Depending on how often you use your coffeemaker, this cleaning process should be carried out monthly or whenever you notice a scale build-up. You can use baking soda as an alternative to vinegar or coffee cleaner tablets, but vinegar should be just as effective.

Exploring The KitchenAid Coffee Maker Product Line

There are several interesting products in the KitchenAid Coffee Maker lineup:

The Red KitchenAid Coffee Maker: Pros and Cons

This is the KitchenAid 5KCM1209EER Red, which receives favorable user reviews.

Pros

  • The large carafe allows for the brewing of 12 to 14 cups of coffee at a time.
  • The timer can be set to have coffee ready when you wake up or at any convenient time.
  • The warmer keeps the coffee at the right temperature for 30 minutes.
  • The 29-hole shower head is a unique feature allowing for even water application to the coffee grounds.

Cons

  • The carafe is not insulated, so coffee cools as soon as it’s taken off the coffee maker and put on the table.

The KitchenAid Coffee Maker In White: Is It Worth It?

The white and chrome finish where available in the KitchenAid range really looks good and has the appearance of more expensive coffee makers. KitchenAid coffee makers are twice the price of the most basic on the market but half the price of top-of-the-range products. Treading the middle path, they offer excellent value for money.

The KitchenAid Coffee Grinder: Features And Benefits

This burr grinder is among the best in the price range and can provide the perfect grind for espresso or any other coffee brew.

With over 70 settings, there’s nothing it can’t do, with the stainless-steel conical burrs delivering precise-sized grounds and accurate doses so that every cup is uniform and how you like it.

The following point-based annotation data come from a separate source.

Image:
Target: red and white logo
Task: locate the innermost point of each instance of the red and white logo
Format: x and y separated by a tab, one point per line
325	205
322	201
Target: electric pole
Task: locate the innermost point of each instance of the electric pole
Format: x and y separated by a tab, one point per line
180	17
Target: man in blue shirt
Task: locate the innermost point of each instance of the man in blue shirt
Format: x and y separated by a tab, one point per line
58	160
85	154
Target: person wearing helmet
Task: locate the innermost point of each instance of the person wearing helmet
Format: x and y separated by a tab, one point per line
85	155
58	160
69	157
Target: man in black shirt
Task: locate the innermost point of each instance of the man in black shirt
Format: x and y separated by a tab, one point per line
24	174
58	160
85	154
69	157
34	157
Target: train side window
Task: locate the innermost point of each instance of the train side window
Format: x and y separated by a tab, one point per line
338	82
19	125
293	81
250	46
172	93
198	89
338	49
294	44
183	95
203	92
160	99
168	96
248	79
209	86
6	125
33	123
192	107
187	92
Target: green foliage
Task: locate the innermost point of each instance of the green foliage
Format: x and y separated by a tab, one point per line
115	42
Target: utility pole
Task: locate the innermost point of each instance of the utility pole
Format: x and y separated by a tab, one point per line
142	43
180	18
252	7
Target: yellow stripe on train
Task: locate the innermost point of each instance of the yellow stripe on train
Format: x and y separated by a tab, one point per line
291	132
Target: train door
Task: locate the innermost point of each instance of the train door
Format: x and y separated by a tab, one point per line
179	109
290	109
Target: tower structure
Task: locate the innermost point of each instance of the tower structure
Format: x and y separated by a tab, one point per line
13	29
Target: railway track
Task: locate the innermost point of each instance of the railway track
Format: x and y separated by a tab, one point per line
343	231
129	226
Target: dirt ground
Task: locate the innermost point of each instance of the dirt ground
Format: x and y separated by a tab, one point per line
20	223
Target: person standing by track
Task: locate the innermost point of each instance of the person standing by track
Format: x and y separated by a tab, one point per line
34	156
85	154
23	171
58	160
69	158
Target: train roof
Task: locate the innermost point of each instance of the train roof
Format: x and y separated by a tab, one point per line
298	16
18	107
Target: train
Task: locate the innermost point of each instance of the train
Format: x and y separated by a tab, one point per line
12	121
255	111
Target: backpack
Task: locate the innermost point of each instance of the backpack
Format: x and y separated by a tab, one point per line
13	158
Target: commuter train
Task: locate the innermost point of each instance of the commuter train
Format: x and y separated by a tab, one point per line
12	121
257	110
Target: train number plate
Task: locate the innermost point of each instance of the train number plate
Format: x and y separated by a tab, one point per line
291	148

The operation is a simple one-button exercise, and the grounds are stored in an airtight container until used.

Is The Kitchenaid Coffee Maker BPA-Free?

Yes, although the 12-cup KitchenAid Coffee Maker is made almost entirely of plastic, the manufacturers have given the assurance that all parts intended to be in contact with coffee or water are BPA-free.  

Conclusion

The KitchenAid coffee maker offers coffee lovers the pleasure of enjoying their chosen freshly brewed cup of coffee in their own homes and in their own time. Whether it’s a single cup first thing in the morning or a 12-cup brew for friends and family, by looking after it well, you can make the most of all the features offered by this highly regarded coffee maker for many years.